“I have but to show him my design, and I know that if it can be done it will be done. Straight as the needle to the pole he advances to the execution of my purpose.”
Robert E. Lee on Stonewall Jackson
Of Thomas Jonathan Jackson, nicknamed Stonewall by General Barnard Bee at the battle of Bull Run, it was said he lived by the New Testament and fought by the Old. Certainly throughout his life he was a convinced Christian. As a young man he would attend services of various Christian denominations. In Mexico, during his service in the Mexican War, he attended mass, although he did not convert to Catholicism. Instead he eventually became a Presbyterian. His Bible was his constant companion, and he would often speak of God and theological matters in private conversation.
Jackson in his professional life was a soldier. Just before the Civil War he was a professor of natural and experimental philosophy (science) and artillery instruction at the Virginia Military Institute. As a teacher he made a good soldier. His lectures were rather dry. If his students seemed to fail to grasp a lecture, he would repeat it the next day, word for word.

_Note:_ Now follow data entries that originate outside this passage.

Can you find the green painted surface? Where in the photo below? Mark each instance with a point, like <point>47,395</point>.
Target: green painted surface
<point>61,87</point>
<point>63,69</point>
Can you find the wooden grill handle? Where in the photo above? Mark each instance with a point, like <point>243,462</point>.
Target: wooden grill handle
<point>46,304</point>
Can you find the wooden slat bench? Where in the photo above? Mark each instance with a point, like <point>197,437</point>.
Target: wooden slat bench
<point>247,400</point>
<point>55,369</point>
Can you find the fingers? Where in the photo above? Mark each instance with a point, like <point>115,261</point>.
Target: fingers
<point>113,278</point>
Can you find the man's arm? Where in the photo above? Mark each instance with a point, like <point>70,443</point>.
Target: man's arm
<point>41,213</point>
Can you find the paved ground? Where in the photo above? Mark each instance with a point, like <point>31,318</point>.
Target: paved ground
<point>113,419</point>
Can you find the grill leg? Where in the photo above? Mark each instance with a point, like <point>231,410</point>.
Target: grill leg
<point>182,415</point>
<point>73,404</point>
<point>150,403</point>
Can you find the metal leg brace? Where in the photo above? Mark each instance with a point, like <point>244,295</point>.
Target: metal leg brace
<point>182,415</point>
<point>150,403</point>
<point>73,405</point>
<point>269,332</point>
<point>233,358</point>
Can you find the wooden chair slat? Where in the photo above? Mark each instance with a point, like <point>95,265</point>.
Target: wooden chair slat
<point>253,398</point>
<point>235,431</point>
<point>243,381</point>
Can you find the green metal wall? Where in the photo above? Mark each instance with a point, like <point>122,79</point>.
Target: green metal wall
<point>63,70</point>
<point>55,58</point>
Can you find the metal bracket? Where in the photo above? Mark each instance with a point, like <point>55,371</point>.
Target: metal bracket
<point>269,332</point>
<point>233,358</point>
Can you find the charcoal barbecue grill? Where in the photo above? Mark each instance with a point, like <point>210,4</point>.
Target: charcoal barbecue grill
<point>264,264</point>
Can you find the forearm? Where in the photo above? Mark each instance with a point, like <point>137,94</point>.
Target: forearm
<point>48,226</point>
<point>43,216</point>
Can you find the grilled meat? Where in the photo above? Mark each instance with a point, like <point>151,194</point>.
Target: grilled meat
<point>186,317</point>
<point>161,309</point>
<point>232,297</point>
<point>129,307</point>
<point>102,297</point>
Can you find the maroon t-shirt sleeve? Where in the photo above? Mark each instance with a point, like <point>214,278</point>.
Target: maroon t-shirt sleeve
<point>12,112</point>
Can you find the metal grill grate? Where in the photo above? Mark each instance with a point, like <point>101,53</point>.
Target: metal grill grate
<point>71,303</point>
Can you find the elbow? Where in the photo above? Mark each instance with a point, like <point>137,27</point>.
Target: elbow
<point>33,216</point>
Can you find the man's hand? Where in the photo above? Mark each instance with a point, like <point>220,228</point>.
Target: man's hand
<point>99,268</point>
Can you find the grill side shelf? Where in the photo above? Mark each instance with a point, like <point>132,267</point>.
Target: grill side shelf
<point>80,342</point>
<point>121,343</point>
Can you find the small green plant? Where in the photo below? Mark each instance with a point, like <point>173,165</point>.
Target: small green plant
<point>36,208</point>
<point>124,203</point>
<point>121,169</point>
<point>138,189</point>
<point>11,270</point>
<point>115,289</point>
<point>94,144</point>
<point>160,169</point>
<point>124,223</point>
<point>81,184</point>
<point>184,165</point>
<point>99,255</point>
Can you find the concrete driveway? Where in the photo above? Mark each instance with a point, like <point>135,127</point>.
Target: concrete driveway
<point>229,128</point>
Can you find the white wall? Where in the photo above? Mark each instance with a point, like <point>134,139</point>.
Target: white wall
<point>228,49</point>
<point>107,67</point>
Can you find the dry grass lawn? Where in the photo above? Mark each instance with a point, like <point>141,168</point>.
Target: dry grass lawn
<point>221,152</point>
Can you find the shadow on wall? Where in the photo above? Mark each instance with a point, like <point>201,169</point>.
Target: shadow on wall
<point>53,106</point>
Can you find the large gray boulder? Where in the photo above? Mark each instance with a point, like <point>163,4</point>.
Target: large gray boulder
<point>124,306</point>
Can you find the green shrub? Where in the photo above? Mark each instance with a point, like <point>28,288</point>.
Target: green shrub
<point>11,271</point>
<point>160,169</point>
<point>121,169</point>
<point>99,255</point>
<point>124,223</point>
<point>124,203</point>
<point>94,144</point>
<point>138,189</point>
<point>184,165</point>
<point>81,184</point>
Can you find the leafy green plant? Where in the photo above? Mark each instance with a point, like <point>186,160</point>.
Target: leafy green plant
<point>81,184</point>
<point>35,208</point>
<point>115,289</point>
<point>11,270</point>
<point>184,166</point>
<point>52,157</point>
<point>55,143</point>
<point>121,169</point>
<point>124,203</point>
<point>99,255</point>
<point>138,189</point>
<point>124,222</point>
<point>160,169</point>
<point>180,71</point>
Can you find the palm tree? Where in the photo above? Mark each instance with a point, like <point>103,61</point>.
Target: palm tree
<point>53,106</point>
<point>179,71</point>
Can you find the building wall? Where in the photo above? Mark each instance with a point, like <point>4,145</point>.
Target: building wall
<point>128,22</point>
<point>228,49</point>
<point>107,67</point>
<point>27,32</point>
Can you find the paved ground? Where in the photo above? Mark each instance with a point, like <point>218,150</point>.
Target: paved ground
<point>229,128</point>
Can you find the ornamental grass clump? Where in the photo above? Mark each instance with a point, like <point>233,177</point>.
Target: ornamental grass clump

His home life was a mixture of sorrow and joy. His first wife died in childbirth along with their still-born son, a tragedy that would have crushed many a man less iron-willed than Jackson. His second marriage, like his first, was happy, but heartache also haunted it. A daughter died shortly after birth in 1858. A second daughter was born in 1862, Julia, shortly before Jackson’s own death in 1863. His wife would spend a widowhood of 52 years, dedicated to raising their daughter, cherishing the memory of her husband, and helping destitute Confederate veterans. For her good works she became known as the Widow of the Confederacy. Their daughter Julia would marry and have children before her early death of typhoid fever at age 26. Her two children had several children and there are many living descendants of Jackson.
He and his second wife established and taught a Sunday school for black slaves. At the time it was against the law in Virginia to teach slaves to read, but apparently that is precisely what Jackson and his wife did. One of the last letters he ever posted was his regular contribution he mailed off throughout the war for the financial support of the Sunday school for slaves he and his wife had founded.